Toward Nonlocal Electrodynamics of Accelerated Systems

TL;DR

This paper explores nonlocal electrodynamics in accelerated systems, proposing an extended theory with quadratic terms in the acceleration tensor to preserve parity, and discusses its physical implications.

Contribution

It introduces an extended nonlocal electrodynamics framework including quadratic acceleration terms to maintain parity conservation.

Findings

Quadratic terms in the acceleration tensor can preserve parity in nonlocal electrodynamics.

The extended kernel depends on the acceleration tensor and vanishes without acceleration.

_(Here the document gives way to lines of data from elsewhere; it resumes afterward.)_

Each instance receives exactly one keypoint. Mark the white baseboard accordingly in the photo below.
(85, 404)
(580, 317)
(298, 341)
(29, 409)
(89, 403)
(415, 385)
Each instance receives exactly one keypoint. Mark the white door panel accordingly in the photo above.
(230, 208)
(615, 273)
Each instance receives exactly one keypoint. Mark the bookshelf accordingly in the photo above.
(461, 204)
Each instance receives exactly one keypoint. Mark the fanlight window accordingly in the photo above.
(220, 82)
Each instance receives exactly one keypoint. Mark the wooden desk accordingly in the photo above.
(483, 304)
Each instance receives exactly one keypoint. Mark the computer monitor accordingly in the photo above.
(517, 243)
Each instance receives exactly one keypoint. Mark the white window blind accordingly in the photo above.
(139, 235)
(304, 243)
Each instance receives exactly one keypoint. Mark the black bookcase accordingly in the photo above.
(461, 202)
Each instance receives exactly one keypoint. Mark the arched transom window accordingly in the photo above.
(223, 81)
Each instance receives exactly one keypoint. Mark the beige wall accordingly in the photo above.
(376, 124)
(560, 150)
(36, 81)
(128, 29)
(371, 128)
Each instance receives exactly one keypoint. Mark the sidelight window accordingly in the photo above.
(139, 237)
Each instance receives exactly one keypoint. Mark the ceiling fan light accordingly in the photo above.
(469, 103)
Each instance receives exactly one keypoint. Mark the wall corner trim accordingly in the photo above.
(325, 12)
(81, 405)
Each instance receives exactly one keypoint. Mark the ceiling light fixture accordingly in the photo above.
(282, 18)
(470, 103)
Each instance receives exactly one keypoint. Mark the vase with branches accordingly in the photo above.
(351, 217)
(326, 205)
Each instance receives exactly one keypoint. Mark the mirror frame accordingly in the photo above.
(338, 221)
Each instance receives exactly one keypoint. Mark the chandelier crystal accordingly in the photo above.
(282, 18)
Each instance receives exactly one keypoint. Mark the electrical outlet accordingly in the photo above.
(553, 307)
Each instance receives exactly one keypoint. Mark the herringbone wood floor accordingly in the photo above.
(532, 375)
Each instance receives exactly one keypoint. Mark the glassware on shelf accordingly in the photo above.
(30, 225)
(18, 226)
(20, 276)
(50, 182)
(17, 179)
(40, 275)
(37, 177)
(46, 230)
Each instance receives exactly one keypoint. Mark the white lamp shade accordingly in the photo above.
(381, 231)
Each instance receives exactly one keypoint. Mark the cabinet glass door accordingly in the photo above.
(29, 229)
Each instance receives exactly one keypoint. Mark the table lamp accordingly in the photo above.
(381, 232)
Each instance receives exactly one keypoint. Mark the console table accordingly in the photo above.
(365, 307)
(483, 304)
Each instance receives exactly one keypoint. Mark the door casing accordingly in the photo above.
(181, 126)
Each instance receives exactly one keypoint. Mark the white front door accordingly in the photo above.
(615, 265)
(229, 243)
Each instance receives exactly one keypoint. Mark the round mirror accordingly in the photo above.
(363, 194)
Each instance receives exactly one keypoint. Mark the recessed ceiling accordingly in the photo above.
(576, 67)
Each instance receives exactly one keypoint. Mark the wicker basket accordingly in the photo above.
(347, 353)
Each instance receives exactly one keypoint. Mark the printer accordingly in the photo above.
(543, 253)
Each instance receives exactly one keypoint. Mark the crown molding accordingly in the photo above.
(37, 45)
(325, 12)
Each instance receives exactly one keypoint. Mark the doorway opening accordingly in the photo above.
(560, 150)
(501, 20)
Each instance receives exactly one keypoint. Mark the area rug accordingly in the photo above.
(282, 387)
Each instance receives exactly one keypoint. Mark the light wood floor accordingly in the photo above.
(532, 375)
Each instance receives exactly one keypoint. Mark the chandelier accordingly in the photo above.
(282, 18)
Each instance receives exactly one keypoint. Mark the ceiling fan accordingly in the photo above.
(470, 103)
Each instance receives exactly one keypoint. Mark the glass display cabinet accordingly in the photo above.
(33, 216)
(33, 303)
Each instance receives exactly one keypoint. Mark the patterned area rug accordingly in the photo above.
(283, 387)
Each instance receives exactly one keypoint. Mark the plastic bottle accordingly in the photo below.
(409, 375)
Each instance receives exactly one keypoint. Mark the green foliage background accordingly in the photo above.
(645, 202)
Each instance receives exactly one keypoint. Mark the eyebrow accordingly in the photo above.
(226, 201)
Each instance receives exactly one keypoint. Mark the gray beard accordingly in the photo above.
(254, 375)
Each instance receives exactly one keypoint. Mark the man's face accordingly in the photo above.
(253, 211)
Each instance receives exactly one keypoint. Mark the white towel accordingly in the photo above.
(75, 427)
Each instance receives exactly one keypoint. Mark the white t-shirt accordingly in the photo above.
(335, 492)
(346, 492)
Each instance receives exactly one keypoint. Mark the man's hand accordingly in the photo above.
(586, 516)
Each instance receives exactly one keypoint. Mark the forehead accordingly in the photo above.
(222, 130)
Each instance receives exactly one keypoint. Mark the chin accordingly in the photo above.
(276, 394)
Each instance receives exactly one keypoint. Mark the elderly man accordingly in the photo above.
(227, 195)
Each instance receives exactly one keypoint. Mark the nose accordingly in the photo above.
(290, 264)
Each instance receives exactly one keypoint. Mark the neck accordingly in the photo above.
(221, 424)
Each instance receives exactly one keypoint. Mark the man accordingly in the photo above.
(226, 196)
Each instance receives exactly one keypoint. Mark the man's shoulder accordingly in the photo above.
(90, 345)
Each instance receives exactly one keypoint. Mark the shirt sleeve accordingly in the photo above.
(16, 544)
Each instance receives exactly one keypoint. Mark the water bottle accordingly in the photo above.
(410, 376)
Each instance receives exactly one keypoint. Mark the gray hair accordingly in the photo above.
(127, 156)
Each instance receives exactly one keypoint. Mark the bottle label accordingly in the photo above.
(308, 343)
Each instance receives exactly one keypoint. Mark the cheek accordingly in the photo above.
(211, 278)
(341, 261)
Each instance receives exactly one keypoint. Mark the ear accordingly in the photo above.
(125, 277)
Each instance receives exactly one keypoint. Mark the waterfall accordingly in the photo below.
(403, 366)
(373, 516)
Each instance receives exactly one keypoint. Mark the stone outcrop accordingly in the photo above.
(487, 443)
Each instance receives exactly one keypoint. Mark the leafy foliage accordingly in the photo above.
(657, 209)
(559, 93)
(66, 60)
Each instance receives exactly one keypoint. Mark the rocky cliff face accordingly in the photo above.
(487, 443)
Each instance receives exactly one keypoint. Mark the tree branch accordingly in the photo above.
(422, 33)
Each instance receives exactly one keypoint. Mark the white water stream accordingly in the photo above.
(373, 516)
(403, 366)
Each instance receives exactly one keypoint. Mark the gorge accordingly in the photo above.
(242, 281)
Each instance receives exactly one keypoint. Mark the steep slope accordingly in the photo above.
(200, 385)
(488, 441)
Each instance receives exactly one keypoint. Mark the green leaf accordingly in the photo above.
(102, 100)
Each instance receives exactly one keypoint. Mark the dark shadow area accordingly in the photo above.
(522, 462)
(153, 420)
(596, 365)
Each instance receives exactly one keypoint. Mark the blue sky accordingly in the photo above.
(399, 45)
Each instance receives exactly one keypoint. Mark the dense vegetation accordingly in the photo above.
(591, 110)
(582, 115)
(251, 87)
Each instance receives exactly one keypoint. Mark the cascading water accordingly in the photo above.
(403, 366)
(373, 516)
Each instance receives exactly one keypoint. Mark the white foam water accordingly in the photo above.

Physical implications of the quadratic kernel are briefly discussed.

Abstract

We revisit acceleration-induced nonlocal electrodynamics and the phenomenon of photon spin-rotation coupling. The kernel of the theory for the electromagnetic field tensor involves parity violation under the assumption of linearity of the field kernel in the acceleration tensor. However, we show that parity conservation can be maintained by extending the field kernel to include quadratic terms in the acceleration tensor. The field kernel must vanish in the absence of acceleration; otherwise, a general dependence of the kernel on the acceleration tensor cannot be theoretically excluded. The physical implications of the quadratic kernel are briefly discussed.